Situasi yang disebutkan terjadi akibat pesatnya peningkatan pelanggan kendaraan listrik (EV) buatan lokal seperti BYD juga Xpeng (XPEV) yang dimaksud menyebabkan raksasa manufaktur mobil dunia mengalami kerugian.
Senin lalu, perusahaan Volkswagen mengingatkan kemungkinan menghentikan pabriknya di area Jerman di upaya mengempiskan biaya produksi.
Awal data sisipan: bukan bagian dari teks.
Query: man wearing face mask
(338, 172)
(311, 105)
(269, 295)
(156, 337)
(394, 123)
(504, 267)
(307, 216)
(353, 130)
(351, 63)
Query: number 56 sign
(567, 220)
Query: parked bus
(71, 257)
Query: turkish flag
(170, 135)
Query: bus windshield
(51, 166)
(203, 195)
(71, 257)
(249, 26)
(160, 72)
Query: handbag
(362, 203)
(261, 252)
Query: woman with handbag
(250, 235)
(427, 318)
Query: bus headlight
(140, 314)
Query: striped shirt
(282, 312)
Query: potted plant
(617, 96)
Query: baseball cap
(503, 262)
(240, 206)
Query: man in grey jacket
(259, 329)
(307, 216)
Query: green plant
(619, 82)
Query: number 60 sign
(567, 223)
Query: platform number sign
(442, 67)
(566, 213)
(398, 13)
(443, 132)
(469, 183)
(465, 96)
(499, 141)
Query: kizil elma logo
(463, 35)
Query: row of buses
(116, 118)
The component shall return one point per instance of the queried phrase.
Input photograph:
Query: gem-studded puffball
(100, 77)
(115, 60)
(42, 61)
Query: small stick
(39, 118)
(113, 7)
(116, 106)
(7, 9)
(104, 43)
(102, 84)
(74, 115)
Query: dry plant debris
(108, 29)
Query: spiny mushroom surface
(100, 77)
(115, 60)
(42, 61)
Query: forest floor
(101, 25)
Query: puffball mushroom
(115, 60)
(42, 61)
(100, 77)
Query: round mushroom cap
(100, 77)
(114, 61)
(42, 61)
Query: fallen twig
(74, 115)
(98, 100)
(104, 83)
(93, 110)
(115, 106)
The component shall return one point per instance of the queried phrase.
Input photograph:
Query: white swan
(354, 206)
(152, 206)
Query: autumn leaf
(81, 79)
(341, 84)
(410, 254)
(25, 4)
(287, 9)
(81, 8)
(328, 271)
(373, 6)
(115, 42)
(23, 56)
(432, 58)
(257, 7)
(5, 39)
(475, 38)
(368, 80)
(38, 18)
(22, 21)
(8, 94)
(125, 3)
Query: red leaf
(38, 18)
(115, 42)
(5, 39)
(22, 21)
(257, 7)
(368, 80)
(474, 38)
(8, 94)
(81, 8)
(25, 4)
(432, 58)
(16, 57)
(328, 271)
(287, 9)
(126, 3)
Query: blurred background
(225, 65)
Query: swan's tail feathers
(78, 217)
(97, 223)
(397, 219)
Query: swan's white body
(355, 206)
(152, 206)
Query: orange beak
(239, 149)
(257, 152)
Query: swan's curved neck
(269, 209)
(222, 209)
Seperti dilansir dari Asia Nikkei, Hal ini adalah pertama kalinya di sejarah pengumuman seperti itu dibuat juga ini membuktikan tantangan berat yang mana dihadapi produsen mobil tradisional.
Tahun lalu, perusahaan yang disebutkan kehilangan gelarnya sebagai merek mobil terlaris di tempat Tiongkok ke tangan BYD, yang digunakan telah dilakukan dipegangnya setidaknya sejak tahun 2000.
Namun Volkswagen, yang tersebut merupakan produsen mobil terbesar kedua di area dunia pasca Toyota, bukanlah satu-satunya perusahaan yang digunakan menghadapi masalah.
Ford juga General Motors (GM) juga termasuk dalam antara perusahaan yang dimaksud mengalami penurunan pelanggan lalu pangsa bursa dalam China oleh sebab itu konsumen lokal menolak merek asing juga lebih tinggi memilih kendaraan buatan lokal.
Pada bulan Juli, pangsa bursa jualan mobil merek asing di tempat China turun menjadi 33 persen dari 53 persen pada periode yang dimaksud sejenis dua tahun sebelumnya, menurut data dari Asosiasi Mobil Penumpang China (CPCA).
Oktober lalu, Mitsubishi Motors Jepun mengumumkan bahwa dia akan mengakhiri produksi mobilnya melalui perusahaan patungan di area Tiongkok, pasca bertahun-tahun mengalami penurunan penjualan.
Honda, Hyundai kemudian Ford juga sudah mengambil tindakan drastis, termasuk PHK dan juga penutupan pabrik untuk memangkas biaya, menurut pengajuan bursa dan juga beberapa laporan media.